The Nintendo Wii launched more than a year ago, and the system is still incredibly hard to find. This long after the system started shipping, people are still camping in front of stores as soon as they hear about new shipments.
Friday morning, Nintendo of America's president and CEO Reggie Fils-Aime held a telephone press conference to address the continuing shortage of the Wii.
Fils-Aime said Nintendo hadn't expected as much demand for the Wii as it is getting. Since the launch, he claimed, Nintendo has almost doubled its global production from 1 million to 1.8 million Wiis per month and tripled its workforce at Nintendo of America's North Bend, Washington, distribution center. The Nintendo president wouldn't say whether Nintendo would further increase its Wii production, but he denied any claims that Nintendo is stockpiling Wiis.
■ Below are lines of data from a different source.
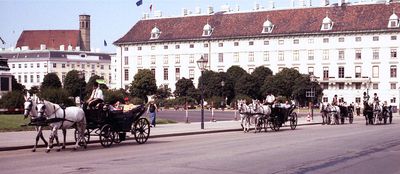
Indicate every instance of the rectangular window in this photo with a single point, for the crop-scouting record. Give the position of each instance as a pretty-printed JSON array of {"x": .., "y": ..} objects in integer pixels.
[
  {"x": 375, "y": 71},
  {"x": 177, "y": 73},
  {"x": 165, "y": 60},
  {"x": 393, "y": 86},
  {"x": 325, "y": 54},
  {"x": 251, "y": 56},
  {"x": 296, "y": 55},
  {"x": 266, "y": 55},
  {"x": 236, "y": 56},
  {"x": 341, "y": 72},
  {"x": 126, "y": 74},
  {"x": 358, "y": 72},
  {"x": 281, "y": 56},
  {"x": 393, "y": 53},
  {"x": 126, "y": 60},
  {"x": 191, "y": 74},
  {"x": 177, "y": 59},
  {"x": 310, "y": 54},
  {"x": 326, "y": 73},
  {"x": 358, "y": 54},
  {"x": 375, "y": 54},
  {"x": 165, "y": 73},
  {"x": 220, "y": 57},
  {"x": 393, "y": 71}
]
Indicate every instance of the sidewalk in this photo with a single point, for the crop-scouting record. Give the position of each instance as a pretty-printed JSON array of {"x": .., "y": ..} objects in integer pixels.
[{"x": 26, "y": 139}]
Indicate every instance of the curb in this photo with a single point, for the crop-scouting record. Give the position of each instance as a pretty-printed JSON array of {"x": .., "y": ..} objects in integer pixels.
[{"x": 154, "y": 136}]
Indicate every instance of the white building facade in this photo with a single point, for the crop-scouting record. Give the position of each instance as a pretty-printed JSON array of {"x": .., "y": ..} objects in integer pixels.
[{"x": 351, "y": 49}]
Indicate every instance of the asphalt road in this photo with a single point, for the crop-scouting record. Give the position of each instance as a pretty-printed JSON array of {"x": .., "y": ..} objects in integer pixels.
[
  {"x": 349, "y": 148},
  {"x": 195, "y": 115}
]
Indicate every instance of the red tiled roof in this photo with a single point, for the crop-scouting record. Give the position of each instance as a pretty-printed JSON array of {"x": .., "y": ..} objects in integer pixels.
[
  {"x": 347, "y": 18},
  {"x": 51, "y": 38}
]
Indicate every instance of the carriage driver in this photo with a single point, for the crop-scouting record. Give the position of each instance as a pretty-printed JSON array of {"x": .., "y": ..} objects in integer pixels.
[
  {"x": 96, "y": 97},
  {"x": 270, "y": 99}
]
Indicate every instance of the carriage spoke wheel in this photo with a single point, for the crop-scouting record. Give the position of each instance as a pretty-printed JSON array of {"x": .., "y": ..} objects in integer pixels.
[
  {"x": 106, "y": 136},
  {"x": 141, "y": 130},
  {"x": 293, "y": 120},
  {"x": 86, "y": 135}
]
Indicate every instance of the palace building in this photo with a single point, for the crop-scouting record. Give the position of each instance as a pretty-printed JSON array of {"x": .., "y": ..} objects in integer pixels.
[
  {"x": 349, "y": 48},
  {"x": 39, "y": 52}
]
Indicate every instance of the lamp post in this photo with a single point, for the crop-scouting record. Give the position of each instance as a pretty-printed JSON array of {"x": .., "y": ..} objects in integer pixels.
[{"x": 202, "y": 63}]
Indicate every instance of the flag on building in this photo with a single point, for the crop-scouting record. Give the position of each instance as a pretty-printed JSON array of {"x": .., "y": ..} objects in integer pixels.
[
  {"x": 2, "y": 41},
  {"x": 140, "y": 2}
]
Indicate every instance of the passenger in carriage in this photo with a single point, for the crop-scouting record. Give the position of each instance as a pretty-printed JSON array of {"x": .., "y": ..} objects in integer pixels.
[{"x": 95, "y": 98}]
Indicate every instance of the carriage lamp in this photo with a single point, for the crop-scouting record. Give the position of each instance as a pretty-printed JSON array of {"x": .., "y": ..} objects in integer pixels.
[{"x": 202, "y": 63}]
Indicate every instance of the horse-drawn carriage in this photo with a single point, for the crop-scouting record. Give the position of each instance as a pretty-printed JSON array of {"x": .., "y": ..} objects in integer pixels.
[{"x": 111, "y": 125}]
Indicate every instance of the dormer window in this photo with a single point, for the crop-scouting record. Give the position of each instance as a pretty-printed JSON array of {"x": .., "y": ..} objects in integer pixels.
[
  {"x": 267, "y": 27},
  {"x": 327, "y": 24},
  {"x": 393, "y": 21},
  {"x": 207, "y": 30},
  {"x": 155, "y": 33}
]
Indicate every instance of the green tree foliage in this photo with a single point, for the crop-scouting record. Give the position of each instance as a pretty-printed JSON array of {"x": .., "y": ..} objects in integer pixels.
[
  {"x": 13, "y": 99},
  {"x": 247, "y": 85},
  {"x": 16, "y": 86},
  {"x": 73, "y": 84},
  {"x": 111, "y": 96},
  {"x": 143, "y": 84},
  {"x": 56, "y": 95},
  {"x": 51, "y": 80}
]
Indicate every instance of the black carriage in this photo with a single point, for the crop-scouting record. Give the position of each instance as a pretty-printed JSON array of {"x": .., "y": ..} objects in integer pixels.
[
  {"x": 280, "y": 115},
  {"x": 111, "y": 126},
  {"x": 346, "y": 112}
]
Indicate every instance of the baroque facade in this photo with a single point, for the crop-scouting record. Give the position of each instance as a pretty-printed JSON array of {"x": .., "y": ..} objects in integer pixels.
[{"x": 350, "y": 49}]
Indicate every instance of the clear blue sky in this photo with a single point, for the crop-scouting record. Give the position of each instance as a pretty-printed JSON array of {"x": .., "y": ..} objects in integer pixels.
[{"x": 110, "y": 19}]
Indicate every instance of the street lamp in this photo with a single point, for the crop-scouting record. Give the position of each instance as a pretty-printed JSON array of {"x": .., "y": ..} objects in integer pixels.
[{"x": 202, "y": 63}]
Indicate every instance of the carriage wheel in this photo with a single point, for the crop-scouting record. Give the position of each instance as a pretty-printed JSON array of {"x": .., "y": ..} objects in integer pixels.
[
  {"x": 106, "y": 136},
  {"x": 141, "y": 130},
  {"x": 86, "y": 135},
  {"x": 293, "y": 120}
]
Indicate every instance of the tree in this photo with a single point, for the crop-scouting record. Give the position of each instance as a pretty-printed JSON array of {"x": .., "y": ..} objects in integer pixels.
[
  {"x": 73, "y": 84},
  {"x": 16, "y": 86},
  {"x": 51, "y": 80},
  {"x": 143, "y": 84}
]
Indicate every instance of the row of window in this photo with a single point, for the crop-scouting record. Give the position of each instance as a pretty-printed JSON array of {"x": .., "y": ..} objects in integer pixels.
[
  {"x": 63, "y": 65},
  {"x": 357, "y": 72},
  {"x": 267, "y": 42}
]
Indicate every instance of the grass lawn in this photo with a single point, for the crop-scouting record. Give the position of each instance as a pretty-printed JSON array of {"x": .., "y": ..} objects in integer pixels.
[{"x": 13, "y": 123}]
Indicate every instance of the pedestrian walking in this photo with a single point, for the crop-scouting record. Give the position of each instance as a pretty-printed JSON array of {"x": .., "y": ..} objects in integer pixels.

"There was no ability for us to stockpile systems in the summer for the holiday rush," Fils-Aime said. "Enough systems would make everyone, including me, much happier."
According to Fils-Aime, Wiis will be available next week at all major retailers. If past patterns are any indication, however, that "availability" will be limited to shoppers willing to camp out before stores open on Sunday or Monday morning.
While that seems to be the biggest hope for Christmas Wiis, Reggie also announced a rain-check program in conjunction with GamesStop to get more Wiis out to shoppers in January. Even if Wiis are out of stock, on December 20 and 21, consumers will be able to purchase them for January.
On those two days, if you put down the full retail price of the Wii at a GameStop, you'll receive a rain check guaranteeing you a Wii in January. The rain checks will be available only as long as supplies last, but Fils-Aime said GameStop has "many tens of thousands" of rain checks available across its 3,000-plus stores in the US.
"We went into the launch with very high expectations," Fils-Aime said. "What we didn't expect was to throw out the whole playbook and essentially create a whole new level of sell-through for this industry. You can't plan for that."